The Artists’ House is located at 57 N. 2nd St. and had its grand opening under new ownership on Oct. 4. Since Morinelli had never directed a gallery before, Riesenbach was there to help on the first day.
Riesenbach said there is another reason as to why she started the gallery in 1991 than just to make a profit.
“The Artists’ House was created 22 years ago for the purpose of helping young artists get started,” Riesenbach said. “It’s really hard for artists to get into the art world because there are so many good art schools in Philadelphia, and there are good artists coming out every day.”
For new artists, Riesenbach said she would advise them to keep their prices low so that potential buyers would be more encouraged to buy their pieces.
“It would help the collectors and it would help the artists,” Riesenbach said. “It would create a particular niche in the art market.”
With someone new taking over, there may have been some worry as to what Artists’ House may become. To Riesenbach’s pleasure, Morinelli said he has no intention of changing anything.
“If I can continue this gallery as it has been, I would be very happy,” Morinelli said. “Not in the bad sense of being conservative, but of maintaining quality.”
For Morinelli, art has always been a part of his life. He studied painting in Paris and Florence, Italy and is teaching an art class at The Shipley School in Bryn Mawr, Pa. He now teaches only part-time because of his new responsibility at Artists’ House.
Morinelli’s doctorate is in medieval French literature from Bryn Mawr College, which contributes to his other main interest, writing.

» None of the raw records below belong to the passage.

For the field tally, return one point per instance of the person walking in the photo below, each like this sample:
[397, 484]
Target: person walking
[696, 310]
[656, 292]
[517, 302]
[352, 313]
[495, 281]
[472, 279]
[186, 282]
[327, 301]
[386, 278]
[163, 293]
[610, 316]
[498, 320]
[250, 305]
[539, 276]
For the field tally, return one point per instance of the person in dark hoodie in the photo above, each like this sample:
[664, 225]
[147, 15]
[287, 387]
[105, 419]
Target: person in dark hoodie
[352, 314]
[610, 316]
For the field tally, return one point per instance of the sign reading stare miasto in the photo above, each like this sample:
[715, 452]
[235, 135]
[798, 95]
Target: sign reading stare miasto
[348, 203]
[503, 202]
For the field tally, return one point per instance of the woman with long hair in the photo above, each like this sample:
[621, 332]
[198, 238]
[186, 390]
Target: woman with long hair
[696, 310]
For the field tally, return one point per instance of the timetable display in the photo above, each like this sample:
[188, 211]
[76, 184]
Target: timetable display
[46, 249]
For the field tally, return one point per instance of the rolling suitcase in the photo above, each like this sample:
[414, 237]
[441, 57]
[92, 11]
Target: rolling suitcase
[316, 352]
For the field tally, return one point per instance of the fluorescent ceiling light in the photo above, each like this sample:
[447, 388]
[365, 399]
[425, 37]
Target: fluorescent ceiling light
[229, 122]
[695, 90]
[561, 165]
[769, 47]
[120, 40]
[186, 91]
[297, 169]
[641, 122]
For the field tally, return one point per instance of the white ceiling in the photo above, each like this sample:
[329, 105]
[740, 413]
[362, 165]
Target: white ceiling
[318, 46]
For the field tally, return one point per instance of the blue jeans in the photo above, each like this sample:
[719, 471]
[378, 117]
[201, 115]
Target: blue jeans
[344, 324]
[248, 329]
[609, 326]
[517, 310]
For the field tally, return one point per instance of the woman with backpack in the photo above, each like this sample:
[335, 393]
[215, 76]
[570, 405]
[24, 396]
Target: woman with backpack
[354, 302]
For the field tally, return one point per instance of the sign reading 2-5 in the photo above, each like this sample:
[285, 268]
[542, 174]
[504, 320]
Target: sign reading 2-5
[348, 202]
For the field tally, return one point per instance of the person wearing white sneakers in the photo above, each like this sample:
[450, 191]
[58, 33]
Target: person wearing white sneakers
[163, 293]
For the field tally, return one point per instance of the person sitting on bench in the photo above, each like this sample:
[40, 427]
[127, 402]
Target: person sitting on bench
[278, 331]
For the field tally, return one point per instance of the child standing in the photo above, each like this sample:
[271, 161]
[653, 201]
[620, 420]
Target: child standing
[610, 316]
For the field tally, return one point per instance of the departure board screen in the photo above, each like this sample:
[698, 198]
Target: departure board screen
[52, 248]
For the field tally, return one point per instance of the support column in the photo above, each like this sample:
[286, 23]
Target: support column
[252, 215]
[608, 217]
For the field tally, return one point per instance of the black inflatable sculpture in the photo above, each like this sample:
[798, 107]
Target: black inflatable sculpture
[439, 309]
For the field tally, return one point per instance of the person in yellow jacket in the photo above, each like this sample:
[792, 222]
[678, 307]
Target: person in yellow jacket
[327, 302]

He has written a number of plays that have been translated and performed in places like Egypt, Germany and Ireland.
Kathy Hayden, one of the artists who had work displayed in the opening exhibition, said she appreciated Morinelli’s dedication to Artists’ House.
“He seems to be very enthusiastic and wanting to keep it like it was, which is nice,” Hayden said.
Morinelli said he understands the impact the gallery has for the art community.
To have artwork shown at Artists’ House, artists simply have to submit a piece to Morinelli for evaluation.
“If I like it, I invite them to come and bring the actual work and we can look at it together, and then we decide,” Morinelli said.
For collectors, Morinelli said the gallery aims for affordable prices, especially considering that all of the artworks are original.
It’s clear that Morinelli wishes to continue much of what the Artists’ House’s mission was back in 1991.
“That’s what Artists’ House was all about – having something that could be reasonably priced and affordable but of good quality,” Morinelli said.